Quand ils se retrouvent ce samedi 10 janvier 2026, dans une salle de l’Union locale de la CGT à Bobigny (Seine-Saint-Denis), la trentaine de travailleurs maliens ne bossent plus ensemble. Certains continuent d’être éboueurs, d’autres ont trouvé d’autres emplois. La plupart sont en CDI. Ce qui les lie, c’est la grève qu’ils ont menée, en octobre 2021, contre leur employeur de l’époque, l’entreprise de collecte des déchets, Sepur.
À l’époque, ils sont tous sans papiers, embauchés en intérim « au cul du camion » dans plusieurs dépôts franciliens. Grâce à ce mouvement social, que Politis avait largement raconté à l’époque, l’ensemble des grévistes ont été régularisés fin 2021.
La fin de l’histoire ? Pas tout à fait. S’ils se retrouvent ce samedi matin, c’est pour préparer l’audience qui doit se tenir lundi 19 janvier au tribunal judiciaire de Versailles. Quatre ans plus tard, le Parquet a décidé d’engager des poursuites judiciaires contre Sepur et les deux entreprises d’intérim concernées, Drop Interim et MisterTemp. Ces dernières sont poursuivies pour emploi d’un étranger non muni d’une autorisation de travail.

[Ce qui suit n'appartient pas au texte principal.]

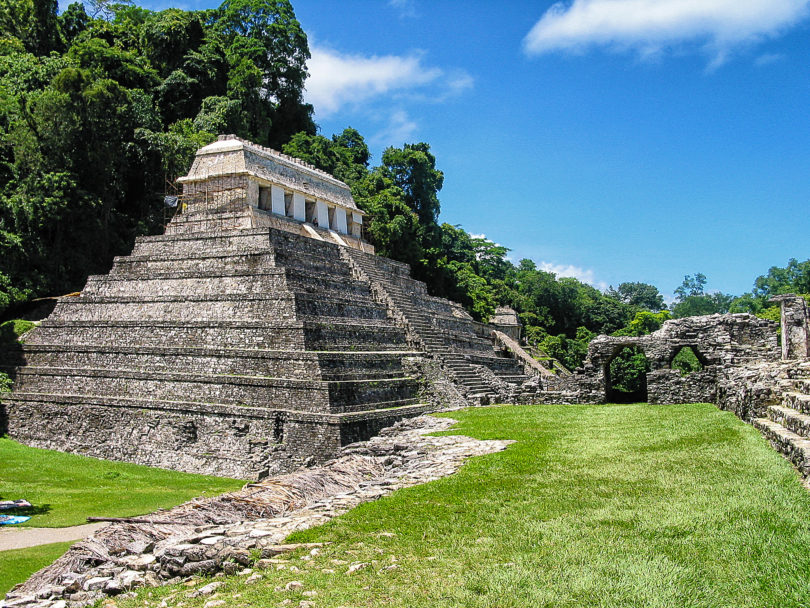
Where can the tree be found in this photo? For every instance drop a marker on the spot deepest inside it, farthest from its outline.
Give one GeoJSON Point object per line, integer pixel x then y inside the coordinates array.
{"type": "Point", "coordinates": [412, 168]}
{"type": "Point", "coordinates": [692, 285]}
{"type": "Point", "coordinates": [641, 295]}
{"type": "Point", "coordinates": [33, 22]}
{"type": "Point", "coordinates": [692, 300]}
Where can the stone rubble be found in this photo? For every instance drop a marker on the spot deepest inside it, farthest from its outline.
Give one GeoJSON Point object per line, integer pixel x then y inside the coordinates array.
{"type": "Point", "coordinates": [405, 457]}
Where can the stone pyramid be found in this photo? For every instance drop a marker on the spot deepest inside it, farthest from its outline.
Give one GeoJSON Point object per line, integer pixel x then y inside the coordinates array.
{"type": "Point", "coordinates": [258, 334]}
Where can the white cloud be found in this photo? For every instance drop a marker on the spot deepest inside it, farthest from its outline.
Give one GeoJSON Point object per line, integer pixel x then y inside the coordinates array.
{"type": "Point", "coordinates": [338, 80]}
{"type": "Point", "coordinates": [399, 130]}
{"type": "Point", "coordinates": [768, 58]}
{"type": "Point", "coordinates": [649, 26]}
{"type": "Point", "coordinates": [569, 270]}
{"type": "Point", "coordinates": [405, 8]}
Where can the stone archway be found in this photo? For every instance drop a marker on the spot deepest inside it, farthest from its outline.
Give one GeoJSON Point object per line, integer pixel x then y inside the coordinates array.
{"type": "Point", "coordinates": [626, 375]}
{"type": "Point", "coordinates": [687, 360]}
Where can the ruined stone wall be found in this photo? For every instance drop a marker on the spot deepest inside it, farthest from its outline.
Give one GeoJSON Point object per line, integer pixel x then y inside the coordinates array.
{"type": "Point", "coordinates": [719, 341]}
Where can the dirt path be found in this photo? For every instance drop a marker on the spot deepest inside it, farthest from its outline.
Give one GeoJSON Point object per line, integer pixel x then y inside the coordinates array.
{"type": "Point", "coordinates": [20, 538]}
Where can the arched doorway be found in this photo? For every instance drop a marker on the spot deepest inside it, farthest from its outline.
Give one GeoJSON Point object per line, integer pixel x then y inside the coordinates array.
{"type": "Point", "coordinates": [626, 376]}
{"type": "Point", "coordinates": [687, 360]}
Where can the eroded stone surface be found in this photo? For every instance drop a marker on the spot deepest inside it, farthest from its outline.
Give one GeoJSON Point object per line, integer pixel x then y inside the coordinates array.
{"type": "Point", "coordinates": [400, 457]}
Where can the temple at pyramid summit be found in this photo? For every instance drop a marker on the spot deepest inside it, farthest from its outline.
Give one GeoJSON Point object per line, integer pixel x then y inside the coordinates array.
{"type": "Point", "coordinates": [258, 334]}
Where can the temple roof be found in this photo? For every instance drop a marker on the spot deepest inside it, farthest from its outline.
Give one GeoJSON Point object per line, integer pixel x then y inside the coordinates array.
{"type": "Point", "coordinates": [231, 155]}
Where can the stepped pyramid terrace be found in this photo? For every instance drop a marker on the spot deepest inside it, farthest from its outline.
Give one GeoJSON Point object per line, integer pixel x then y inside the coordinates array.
{"type": "Point", "coordinates": [261, 333]}
{"type": "Point", "coordinates": [258, 334]}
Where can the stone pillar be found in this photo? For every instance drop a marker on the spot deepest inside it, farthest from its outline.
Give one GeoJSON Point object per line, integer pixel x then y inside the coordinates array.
{"type": "Point", "coordinates": [795, 335]}
{"type": "Point", "coordinates": [358, 223]}
{"type": "Point", "coordinates": [277, 200]}
{"type": "Point", "coordinates": [322, 213]}
{"type": "Point", "coordinates": [253, 193]}
{"type": "Point", "coordinates": [299, 207]}
{"type": "Point", "coordinates": [340, 220]}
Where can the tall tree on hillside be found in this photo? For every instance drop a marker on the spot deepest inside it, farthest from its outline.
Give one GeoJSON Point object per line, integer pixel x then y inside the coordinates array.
{"type": "Point", "coordinates": [692, 299]}
{"type": "Point", "coordinates": [267, 51]}
{"type": "Point", "coordinates": [641, 295]}
{"type": "Point", "coordinates": [33, 22]}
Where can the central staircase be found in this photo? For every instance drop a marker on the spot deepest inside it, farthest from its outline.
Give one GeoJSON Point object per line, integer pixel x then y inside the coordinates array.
{"type": "Point", "coordinates": [787, 425]}
{"type": "Point", "coordinates": [438, 327]}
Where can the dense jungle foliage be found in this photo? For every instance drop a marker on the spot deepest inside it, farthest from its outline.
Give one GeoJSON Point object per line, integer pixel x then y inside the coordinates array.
{"type": "Point", "coordinates": [104, 104]}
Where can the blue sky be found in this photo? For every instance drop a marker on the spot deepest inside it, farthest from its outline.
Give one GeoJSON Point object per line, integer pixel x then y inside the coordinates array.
{"type": "Point", "coordinates": [612, 140]}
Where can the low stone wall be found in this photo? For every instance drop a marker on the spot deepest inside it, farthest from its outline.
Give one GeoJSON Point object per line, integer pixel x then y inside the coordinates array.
{"type": "Point", "coordinates": [719, 341]}
{"type": "Point", "coordinates": [231, 441]}
{"type": "Point", "coordinates": [215, 535]}
{"type": "Point", "coordinates": [666, 386]}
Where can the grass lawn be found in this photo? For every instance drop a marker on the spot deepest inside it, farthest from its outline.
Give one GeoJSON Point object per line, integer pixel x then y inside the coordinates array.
{"type": "Point", "coordinates": [17, 565]}
{"type": "Point", "coordinates": [65, 489]}
{"type": "Point", "coordinates": [597, 506]}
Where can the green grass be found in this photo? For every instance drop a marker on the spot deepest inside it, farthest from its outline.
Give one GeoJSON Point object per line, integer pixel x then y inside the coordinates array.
{"type": "Point", "coordinates": [18, 564]}
{"type": "Point", "coordinates": [65, 489]}
{"type": "Point", "coordinates": [10, 331]}
{"type": "Point", "coordinates": [597, 506]}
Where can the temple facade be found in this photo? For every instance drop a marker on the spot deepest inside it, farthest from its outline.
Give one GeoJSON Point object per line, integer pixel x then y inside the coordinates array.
{"type": "Point", "coordinates": [233, 174]}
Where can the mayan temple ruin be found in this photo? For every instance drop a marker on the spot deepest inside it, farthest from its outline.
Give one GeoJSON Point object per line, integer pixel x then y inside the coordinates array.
{"type": "Point", "coordinates": [259, 333]}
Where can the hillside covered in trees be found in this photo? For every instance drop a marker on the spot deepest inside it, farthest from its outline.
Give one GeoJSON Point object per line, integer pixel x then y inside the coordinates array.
{"type": "Point", "coordinates": [103, 105]}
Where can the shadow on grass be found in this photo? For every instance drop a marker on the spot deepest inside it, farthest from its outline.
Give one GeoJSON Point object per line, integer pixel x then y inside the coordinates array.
{"type": "Point", "coordinates": [30, 511]}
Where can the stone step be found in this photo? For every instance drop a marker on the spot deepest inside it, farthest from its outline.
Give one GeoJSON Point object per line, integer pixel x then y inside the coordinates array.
{"type": "Point", "coordinates": [794, 447]}
{"type": "Point", "coordinates": [269, 363]}
{"type": "Point", "coordinates": [408, 408]}
{"type": "Point", "coordinates": [253, 391]}
{"type": "Point", "coordinates": [797, 401]}
{"type": "Point", "coordinates": [790, 419]}
{"type": "Point", "coordinates": [795, 385]}
{"type": "Point", "coordinates": [271, 281]}
{"type": "Point", "coordinates": [188, 246]}
{"type": "Point", "coordinates": [135, 265]}
{"type": "Point", "coordinates": [253, 306]}
{"type": "Point", "coordinates": [314, 334]}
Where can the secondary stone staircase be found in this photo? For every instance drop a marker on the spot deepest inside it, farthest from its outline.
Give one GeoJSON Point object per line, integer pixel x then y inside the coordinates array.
{"type": "Point", "coordinates": [438, 326]}
{"type": "Point", "coordinates": [787, 425]}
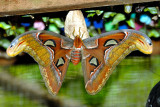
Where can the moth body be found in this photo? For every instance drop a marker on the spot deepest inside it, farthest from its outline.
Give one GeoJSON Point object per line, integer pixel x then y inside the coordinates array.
{"type": "Point", "coordinates": [76, 52]}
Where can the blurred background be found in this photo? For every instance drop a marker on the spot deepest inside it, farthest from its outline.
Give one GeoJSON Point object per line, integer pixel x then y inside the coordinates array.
{"type": "Point", "coordinates": [21, 84]}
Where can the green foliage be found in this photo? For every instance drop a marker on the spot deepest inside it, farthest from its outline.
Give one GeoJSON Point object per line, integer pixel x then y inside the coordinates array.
{"type": "Point", "coordinates": [154, 33]}
{"type": "Point", "coordinates": [4, 43]}
{"type": "Point", "coordinates": [152, 10]}
{"type": "Point", "coordinates": [57, 22]}
{"type": "Point", "coordinates": [118, 17]}
{"type": "Point", "coordinates": [131, 23]}
{"type": "Point", "coordinates": [109, 26]}
{"type": "Point", "coordinates": [53, 28]}
{"type": "Point", "coordinates": [109, 14]}
{"type": "Point", "coordinates": [92, 13]}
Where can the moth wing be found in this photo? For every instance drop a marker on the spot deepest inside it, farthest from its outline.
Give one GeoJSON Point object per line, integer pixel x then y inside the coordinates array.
{"type": "Point", "coordinates": [96, 71]}
{"type": "Point", "coordinates": [50, 50]}
{"type": "Point", "coordinates": [60, 49]}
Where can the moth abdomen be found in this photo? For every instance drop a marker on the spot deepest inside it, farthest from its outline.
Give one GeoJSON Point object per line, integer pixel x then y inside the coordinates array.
{"type": "Point", "coordinates": [75, 56]}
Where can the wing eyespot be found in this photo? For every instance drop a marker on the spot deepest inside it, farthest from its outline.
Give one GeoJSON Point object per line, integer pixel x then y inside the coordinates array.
{"type": "Point", "coordinates": [110, 42]}
{"type": "Point", "coordinates": [50, 43]}
{"type": "Point", "coordinates": [60, 62]}
{"type": "Point", "coordinates": [94, 61]}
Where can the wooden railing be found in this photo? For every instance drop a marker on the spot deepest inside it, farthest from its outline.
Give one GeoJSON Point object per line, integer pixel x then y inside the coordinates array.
{"type": "Point", "coordinates": [21, 7]}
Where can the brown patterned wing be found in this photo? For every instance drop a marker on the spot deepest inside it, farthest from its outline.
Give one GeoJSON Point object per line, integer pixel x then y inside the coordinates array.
{"type": "Point", "coordinates": [101, 55]}
{"type": "Point", "coordinates": [51, 51]}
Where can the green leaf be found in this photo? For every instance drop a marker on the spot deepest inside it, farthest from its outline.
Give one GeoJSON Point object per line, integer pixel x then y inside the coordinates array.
{"type": "Point", "coordinates": [90, 11]}
{"type": "Point", "coordinates": [91, 14]}
{"type": "Point", "coordinates": [128, 8]}
{"type": "Point", "coordinates": [92, 31]}
{"type": "Point", "coordinates": [57, 21]}
{"type": "Point", "coordinates": [131, 23]}
{"type": "Point", "coordinates": [4, 43]}
{"type": "Point", "coordinates": [53, 27]}
{"type": "Point", "coordinates": [153, 33]}
{"type": "Point", "coordinates": [5, 26]}
{"type": "Point", "coordinates": [109, 26]}
{"type": "Point", "coordinates": [109, 14]}
{"type": "Point", "coordinates": [20, 30]}
{"type": "Point", "coordinates": [119, 17]}
{"type": "Point", "coordinates": [152, 10]}
{"type": "Point", "coordinates": [99, 12]}
{"type": "Point", "coordinates": [45, 19]}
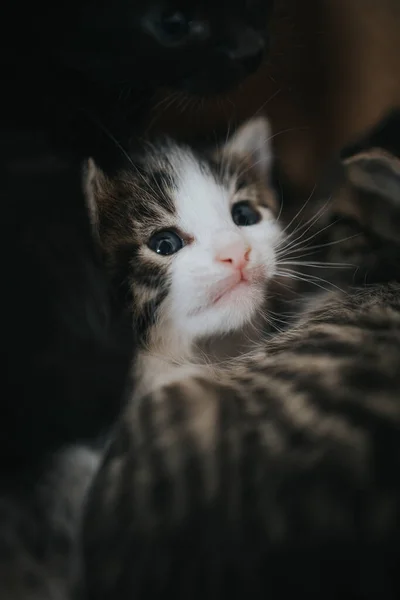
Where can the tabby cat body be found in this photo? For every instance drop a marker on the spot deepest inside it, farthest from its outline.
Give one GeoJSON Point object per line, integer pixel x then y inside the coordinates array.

Sepur, de son côté, est accusé de complicité de ce délit et figurera lundi 19 janvier sur le banc des prévenus. Assez cocasse quand on sait que l’enquête préliminaire du Parquet a été ouverte début 2022 suite à une plainte contre X de… Sepur. Dans celle-ci, que Politis a pu consulter, l’entreprise accuse les travailleurs sans papiers d’escroquerie.
« L’usurpation de la qualité d’étranger en situation régulière avait pour but de tromper Sepur », peut-on notamment lire. L’entreprise estime même avoir « subi un préjudice financier certain du fait de ces agissements ». Contacté sur l’ensemble des points de cet article, Sepur n’a pas donné suite à nos sollicitations.